— Я такой же Омер Шем-Тов, как ты Цви, — неожиданно сообщил он. — Меня зовут Эдуард Казаз. Сегодня 20 лет, как убили моих родителей, старшего брата и младшую сестру. Ты же знаешь, я родился в Бейруте. Только подробностей не знаешь, такого даже в личном деле не пишут.
Мы жили в еврейском квартале Бейрута Вади Абу Джамиль. В доме было четыре спальни, большая гостиная, кухня, подвал, цистерна с водой, которую женщины использовали для ритуальных омовений, и большая плоская крыша, на которой мы собирались вечером. В общем, вроде твоего дома, только у тебя цистерны нет.
Мой отец был известный адвокат и уважаемый человек в Ливане. Но он еще и умный человек был. Он всегда видел дальше, чем другие. Всех детей он отдал учиться в американскую протестанскую школу. Она была копией британской и одним из основных предметов там был английский язык. Знаешь, такое — 6 лет начальная, 3 года промежуточная и 3 года средняя. В конце каждого года итоговые экзамены, и тот, кто не сдает, остается на второй год. Так что родной язык у меня арабский, но английский и французский я выучил еще в школе. Отец хотел, чтобы мы стали европейски образованными и с широким кругозором, не замыкавшимся на местных делах. Даже имена у нас всех были европейские.

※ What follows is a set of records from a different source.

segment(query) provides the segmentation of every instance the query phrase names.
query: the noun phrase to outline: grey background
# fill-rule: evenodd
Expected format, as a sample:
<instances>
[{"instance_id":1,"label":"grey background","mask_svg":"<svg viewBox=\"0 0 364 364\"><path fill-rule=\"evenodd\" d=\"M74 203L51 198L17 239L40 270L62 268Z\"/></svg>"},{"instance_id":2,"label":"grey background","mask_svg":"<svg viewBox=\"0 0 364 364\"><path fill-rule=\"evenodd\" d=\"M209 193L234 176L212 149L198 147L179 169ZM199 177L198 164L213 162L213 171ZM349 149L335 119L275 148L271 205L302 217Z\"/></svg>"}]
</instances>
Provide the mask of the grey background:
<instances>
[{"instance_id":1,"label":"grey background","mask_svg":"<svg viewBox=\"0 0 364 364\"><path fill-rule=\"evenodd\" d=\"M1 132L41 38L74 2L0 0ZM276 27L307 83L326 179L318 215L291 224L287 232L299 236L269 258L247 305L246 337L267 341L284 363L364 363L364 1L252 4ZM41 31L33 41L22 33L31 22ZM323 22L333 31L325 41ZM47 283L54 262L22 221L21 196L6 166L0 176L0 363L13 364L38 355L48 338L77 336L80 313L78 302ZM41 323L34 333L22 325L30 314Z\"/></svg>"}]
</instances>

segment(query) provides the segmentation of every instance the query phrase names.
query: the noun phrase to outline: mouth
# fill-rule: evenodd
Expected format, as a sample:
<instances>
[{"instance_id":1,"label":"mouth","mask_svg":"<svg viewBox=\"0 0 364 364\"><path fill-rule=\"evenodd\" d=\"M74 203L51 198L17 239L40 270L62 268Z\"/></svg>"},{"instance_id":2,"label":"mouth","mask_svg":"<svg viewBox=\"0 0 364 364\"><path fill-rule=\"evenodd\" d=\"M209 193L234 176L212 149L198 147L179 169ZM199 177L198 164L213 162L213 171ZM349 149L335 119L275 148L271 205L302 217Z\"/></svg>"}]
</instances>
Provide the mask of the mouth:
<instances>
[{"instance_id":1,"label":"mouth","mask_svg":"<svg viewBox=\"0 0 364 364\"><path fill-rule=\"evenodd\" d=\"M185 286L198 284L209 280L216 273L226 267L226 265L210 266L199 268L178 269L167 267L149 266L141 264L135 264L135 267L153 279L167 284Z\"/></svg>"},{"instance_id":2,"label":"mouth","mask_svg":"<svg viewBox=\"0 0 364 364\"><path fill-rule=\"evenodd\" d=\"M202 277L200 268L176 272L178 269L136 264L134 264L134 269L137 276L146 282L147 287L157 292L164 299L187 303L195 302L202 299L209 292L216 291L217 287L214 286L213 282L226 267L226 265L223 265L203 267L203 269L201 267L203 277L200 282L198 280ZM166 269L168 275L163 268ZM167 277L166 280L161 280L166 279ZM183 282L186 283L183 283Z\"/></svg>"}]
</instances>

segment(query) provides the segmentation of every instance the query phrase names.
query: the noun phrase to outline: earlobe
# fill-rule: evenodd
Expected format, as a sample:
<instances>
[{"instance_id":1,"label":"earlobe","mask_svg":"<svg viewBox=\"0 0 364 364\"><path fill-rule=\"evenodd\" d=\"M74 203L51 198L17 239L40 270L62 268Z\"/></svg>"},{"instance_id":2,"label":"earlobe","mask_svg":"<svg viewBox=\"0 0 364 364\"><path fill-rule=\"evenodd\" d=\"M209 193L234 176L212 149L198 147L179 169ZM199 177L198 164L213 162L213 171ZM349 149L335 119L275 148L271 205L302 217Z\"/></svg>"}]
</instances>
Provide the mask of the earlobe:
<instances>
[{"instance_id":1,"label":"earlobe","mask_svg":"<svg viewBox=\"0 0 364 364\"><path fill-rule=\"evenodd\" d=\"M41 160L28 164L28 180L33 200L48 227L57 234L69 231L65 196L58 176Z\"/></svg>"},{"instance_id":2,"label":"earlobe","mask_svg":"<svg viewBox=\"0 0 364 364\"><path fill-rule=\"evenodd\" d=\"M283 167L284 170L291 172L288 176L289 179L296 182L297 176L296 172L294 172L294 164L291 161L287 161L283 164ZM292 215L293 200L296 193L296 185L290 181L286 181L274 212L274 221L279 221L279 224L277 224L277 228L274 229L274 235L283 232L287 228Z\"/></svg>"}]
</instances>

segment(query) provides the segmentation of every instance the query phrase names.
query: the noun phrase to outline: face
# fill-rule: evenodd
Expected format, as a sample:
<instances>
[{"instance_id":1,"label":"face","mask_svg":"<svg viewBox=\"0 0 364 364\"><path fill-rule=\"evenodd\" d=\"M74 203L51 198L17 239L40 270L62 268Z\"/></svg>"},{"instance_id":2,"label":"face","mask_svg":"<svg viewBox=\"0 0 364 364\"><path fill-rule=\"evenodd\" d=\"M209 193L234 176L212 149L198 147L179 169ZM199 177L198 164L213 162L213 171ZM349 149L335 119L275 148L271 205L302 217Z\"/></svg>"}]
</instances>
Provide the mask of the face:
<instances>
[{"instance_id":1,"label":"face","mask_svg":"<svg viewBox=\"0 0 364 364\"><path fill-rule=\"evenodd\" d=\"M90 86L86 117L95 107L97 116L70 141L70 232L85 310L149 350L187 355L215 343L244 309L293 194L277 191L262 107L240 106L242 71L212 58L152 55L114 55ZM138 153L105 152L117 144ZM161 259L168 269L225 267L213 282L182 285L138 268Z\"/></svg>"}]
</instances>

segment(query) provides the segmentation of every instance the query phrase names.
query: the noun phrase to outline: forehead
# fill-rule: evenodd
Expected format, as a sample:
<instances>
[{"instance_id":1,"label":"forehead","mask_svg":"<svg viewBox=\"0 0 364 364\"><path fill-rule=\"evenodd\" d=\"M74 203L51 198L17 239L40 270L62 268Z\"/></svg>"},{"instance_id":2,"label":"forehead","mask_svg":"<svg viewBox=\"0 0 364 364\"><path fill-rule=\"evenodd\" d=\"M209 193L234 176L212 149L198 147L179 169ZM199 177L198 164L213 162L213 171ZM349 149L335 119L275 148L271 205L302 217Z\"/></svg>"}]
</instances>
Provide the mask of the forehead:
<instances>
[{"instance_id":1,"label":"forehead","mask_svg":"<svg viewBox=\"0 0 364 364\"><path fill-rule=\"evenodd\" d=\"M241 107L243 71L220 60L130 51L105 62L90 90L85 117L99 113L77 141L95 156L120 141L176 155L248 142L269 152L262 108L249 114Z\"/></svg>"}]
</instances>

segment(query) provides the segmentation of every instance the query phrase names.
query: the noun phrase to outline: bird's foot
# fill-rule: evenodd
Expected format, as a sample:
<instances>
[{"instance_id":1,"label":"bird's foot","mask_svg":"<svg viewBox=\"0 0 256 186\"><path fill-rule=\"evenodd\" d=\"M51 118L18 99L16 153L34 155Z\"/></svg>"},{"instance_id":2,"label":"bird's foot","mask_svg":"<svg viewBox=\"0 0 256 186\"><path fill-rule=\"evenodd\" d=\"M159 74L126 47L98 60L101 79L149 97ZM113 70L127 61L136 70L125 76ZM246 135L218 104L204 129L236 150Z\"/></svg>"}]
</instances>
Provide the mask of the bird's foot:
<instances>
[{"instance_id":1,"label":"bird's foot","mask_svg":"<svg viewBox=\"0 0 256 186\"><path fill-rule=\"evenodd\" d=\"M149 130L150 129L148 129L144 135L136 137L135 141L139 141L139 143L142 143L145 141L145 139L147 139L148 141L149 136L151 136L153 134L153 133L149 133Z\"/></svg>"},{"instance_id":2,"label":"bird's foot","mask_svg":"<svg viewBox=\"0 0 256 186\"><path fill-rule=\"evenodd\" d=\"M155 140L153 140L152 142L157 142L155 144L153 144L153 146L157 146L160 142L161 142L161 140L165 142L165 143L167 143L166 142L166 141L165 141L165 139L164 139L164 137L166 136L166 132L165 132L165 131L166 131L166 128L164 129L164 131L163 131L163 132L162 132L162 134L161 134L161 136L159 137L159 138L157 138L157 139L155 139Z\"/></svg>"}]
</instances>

Когда мне было 14 лет, отец позвал меня для серьезного разговора. Как раз опубликовали выводы Королевской Комиссии по Палестине. Но это я теперь знаю — тогда мне гораздо интереснее было с приятелями бегать по улицам. Он посадил меня напротив и стал говорить, как с взрослым. Ты уже большой, сказал он мне, должен понимать. В Палестине евреи сцепились с арабами. Там кровь льется рекой. Мы, евреи Ливана, Ирака, Сирии, Марокко и Ливии, живем на этой земле десятки поколений. Мы не имеем отношения к тому, что происходит там. Но местным мусульманам нет дела до того, что мы хотим и как живем. Уже состоялись погромы в Дамаске, Багдаде, Басре, когда соседи, с которыми много лет жили в мире и дружбе, вламывались в дома и убивали евреев. Лучше не будет — только хуже. У нас, в Бейруте, пока еще ничего не произошло — все впереди. Мы не можем бросить все и уехать, да и куда? Это не так просто. Никто и нигде нас не ждет. Остаться без денег, работы и дома и работать на поле, выращивая овощи — мне уже поздно, не тот возраст, да, откровенно говоря, и не хочется.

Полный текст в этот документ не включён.